Mais l’histoire tourne mal. Rémi Fraisse est tué par une grenade offensive des gendarmes. Claire devient l’avocate de sa famille. Celle d’Elsa Moulin aussi, mutilée par une grenade de désencerclement jetée dans sa caravane. Une aventure législative et humaine commence – qui dure encore. Des jours et des jours d’un travail acharné qui lui apporteront « une vision plus claire du problème des violences policières » et une bonne connaissance de la désobéissance civile. « Ce fut passionnant de mettre en place une défense collective. Dans ces cas-là, on n’est pas une avocate derrière son bureau, on est dans la construction du droit. » Avec toutes les impasses et les lenteurs que cela suppose.

« Avocate militante, certainement pas avocate héroïque. » Ainsi se définit cette jeune quadra, présidente de la section toulousaine du Syndicat des avocats de France, qui milite pour une justice de proximité, accessible à tous, et qui a pour credo de « porter le droit en dehors du prétoire ». C’est dans ce même souci de justice que, bien après la « désillusion » Jospin, elle finit par raccrocher les wagons de la politique « politicienne » en rejoignant le Parti de gauche, puis la France insoumise.

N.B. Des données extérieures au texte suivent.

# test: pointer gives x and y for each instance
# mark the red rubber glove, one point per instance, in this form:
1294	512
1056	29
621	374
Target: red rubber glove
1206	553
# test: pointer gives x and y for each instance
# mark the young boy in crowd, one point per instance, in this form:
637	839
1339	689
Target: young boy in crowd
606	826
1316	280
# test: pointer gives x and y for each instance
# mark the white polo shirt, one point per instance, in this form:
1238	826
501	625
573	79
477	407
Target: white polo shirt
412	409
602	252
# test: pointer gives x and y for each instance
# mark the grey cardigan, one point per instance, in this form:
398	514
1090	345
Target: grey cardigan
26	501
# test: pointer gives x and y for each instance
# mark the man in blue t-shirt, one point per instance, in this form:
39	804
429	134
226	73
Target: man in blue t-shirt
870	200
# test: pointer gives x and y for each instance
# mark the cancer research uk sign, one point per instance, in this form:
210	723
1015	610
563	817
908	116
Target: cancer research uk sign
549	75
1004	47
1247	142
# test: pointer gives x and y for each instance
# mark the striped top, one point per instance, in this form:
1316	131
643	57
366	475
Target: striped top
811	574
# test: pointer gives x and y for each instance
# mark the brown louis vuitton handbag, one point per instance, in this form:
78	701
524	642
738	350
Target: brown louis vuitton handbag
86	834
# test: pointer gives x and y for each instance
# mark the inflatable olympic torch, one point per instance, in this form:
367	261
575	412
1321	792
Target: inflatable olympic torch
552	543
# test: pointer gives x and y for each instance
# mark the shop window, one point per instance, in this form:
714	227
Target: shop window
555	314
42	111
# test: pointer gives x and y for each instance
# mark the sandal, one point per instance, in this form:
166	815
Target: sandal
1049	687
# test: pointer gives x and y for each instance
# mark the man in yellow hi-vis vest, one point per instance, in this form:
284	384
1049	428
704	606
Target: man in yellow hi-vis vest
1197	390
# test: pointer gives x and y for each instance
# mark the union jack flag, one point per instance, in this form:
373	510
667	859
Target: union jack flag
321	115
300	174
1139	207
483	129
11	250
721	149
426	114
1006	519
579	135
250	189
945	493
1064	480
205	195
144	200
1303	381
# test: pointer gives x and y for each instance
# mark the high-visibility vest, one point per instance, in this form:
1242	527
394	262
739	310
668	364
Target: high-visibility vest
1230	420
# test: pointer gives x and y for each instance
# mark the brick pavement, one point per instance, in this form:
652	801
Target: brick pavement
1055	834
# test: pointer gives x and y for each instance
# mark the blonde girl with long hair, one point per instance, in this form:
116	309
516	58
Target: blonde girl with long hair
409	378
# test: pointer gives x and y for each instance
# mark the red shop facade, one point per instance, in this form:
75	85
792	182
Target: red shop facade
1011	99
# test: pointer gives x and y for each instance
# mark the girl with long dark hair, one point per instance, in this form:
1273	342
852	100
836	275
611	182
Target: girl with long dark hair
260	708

Évidemment, la « verve » de Jean-Luc -Mélenchon, qu’elle voit pour la première fois en vrai place du Capitole, un soir du printemps 2012, n’y est pas pour rien : « Il sait très bien transmettre l’idée que oui, ensemble, on peut changer les choses. »

L’an dernier, sa candidature aux départementales à Toulouse, menée tambour battant avec son binôme Nouvelle Donne, lui a donné le goût de la campagne électorale, « à condition qu’elle ne soit pas une course d’ego ». Les régionales, où le parti de gauche finit par se ranger derrière la tête de pont socialiste au second tour, sont un moins bon souvenir. Aujourd’hui, elle a accepté d’être candidate aux législatives. Elle garde en mémoire les images des députés de Podemos entrant en 2016 à l’Assemblée nationale espagnole avec bébé dans les bras et dreadlocks sur la tête. Une certaine vision de la politique.

[^1] Si tant est qu’il dépasse 1 % des suffrages exprimés dans cinquante circonscriptions.